Le paladin sentit ses jambes et ses mains trembler. Il fit un effort pour les maîtriser. « Tu as de la chance que je n’aie pas d’arme, Stropovitch, sinon je me serais occupé moi-même de t’apprendre l’humilité face à un officier. Et heureusement pour toi, je ne suis pas ton supérieur direct. Tu feras la connaissance de ton chef de régiment demain. Je l’aurai évidemment bien disposé à ton égard d’ici là. Nous deux, nous ne nous reverrons pas beaucoup ; vu l’admirable carrière indiquée dans ton registre – nulle – et ton expérience générale de la guerre – nulle également –, je dirai même que la prochaine fois qu’on se verra, ce sera pour tes funérailles militaires. »

Il fit un nouvel effort pour détourner son regard de celui de Stropovitch et se diriger vers la porte. Il ne put réprimer une grimace. Il devait marcher lentement pour que son pas reste assuré. Son esprit se brouillait tant la haine que le regard du guerrier faisait peser sur lui était immense.

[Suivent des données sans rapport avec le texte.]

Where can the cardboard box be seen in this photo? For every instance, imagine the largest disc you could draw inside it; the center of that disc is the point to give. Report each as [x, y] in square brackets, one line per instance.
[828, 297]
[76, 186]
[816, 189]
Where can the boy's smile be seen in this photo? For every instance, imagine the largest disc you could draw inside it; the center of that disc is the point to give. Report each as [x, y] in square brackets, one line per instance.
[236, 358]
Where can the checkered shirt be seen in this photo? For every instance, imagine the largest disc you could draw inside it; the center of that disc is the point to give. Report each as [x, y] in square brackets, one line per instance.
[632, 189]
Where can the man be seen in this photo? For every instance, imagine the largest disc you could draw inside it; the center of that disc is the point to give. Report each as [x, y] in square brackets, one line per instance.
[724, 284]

Il parvint enfin à la sortie, le visage ruisselant de sueur. Il s’épongea en disant faiblement : « Il fait chaud ici… Je ferai inspecter l’aération… » Et il referma la porte.

Il manqua de s’effondrer au sol dans le couloir. Il continua de son pas extrêmement lent vers ses quartiers. Il ne s’expliquait pas ce qui s’était passé. « Que m’est-il arrivé ? pensa-t-il. Opprimer ainsi l’âme de son adversaire, seuls des démons en sont capables, et encore, j’ai toujours montré une force d’âme invincible face à eux. Cela me rappelle ces rumeurs qui circulaient sur lui dans le temps… Mais elles semblaient infondées. Aurait-il réellement, en fin de compte, un pouvoir secret ? Peut-il vraiment me dominer ainsi ? »

Non. Il s’était fait prendre au dépourvu, voilà tout. C’était un fait, Stropovitch avait une force d’âme. Mais Darotân était invaincu. S’il n’y avait des hordes d’ennemis à traverser d’abord, si tout ne pouvait s’arranger qu’en duels, Darotân aurait déjà défié seul tous les seigneurs ennemis, Illidan compris. C’était le même problème avec Stropovitch : dans l’Exodar autrefois, et désormais à Shattrath, il y avait toujours des foules de témoins, donc aucun moyen d’agir sans entacher sa gloire. Il avait bien tenté de provoquer le guerrier à frapper le premier, de le pousser à la faute, ce qui aurait ensuite permis au paladin de faire valoir qu’il avait dû tuer Stropovitch pour défendre sa vie ; mais malgré les propos ignobles que le paladin avait régulièrement tenus en sa présence, le guerrier n’avait pas encore une seule fois levé la main sur lui.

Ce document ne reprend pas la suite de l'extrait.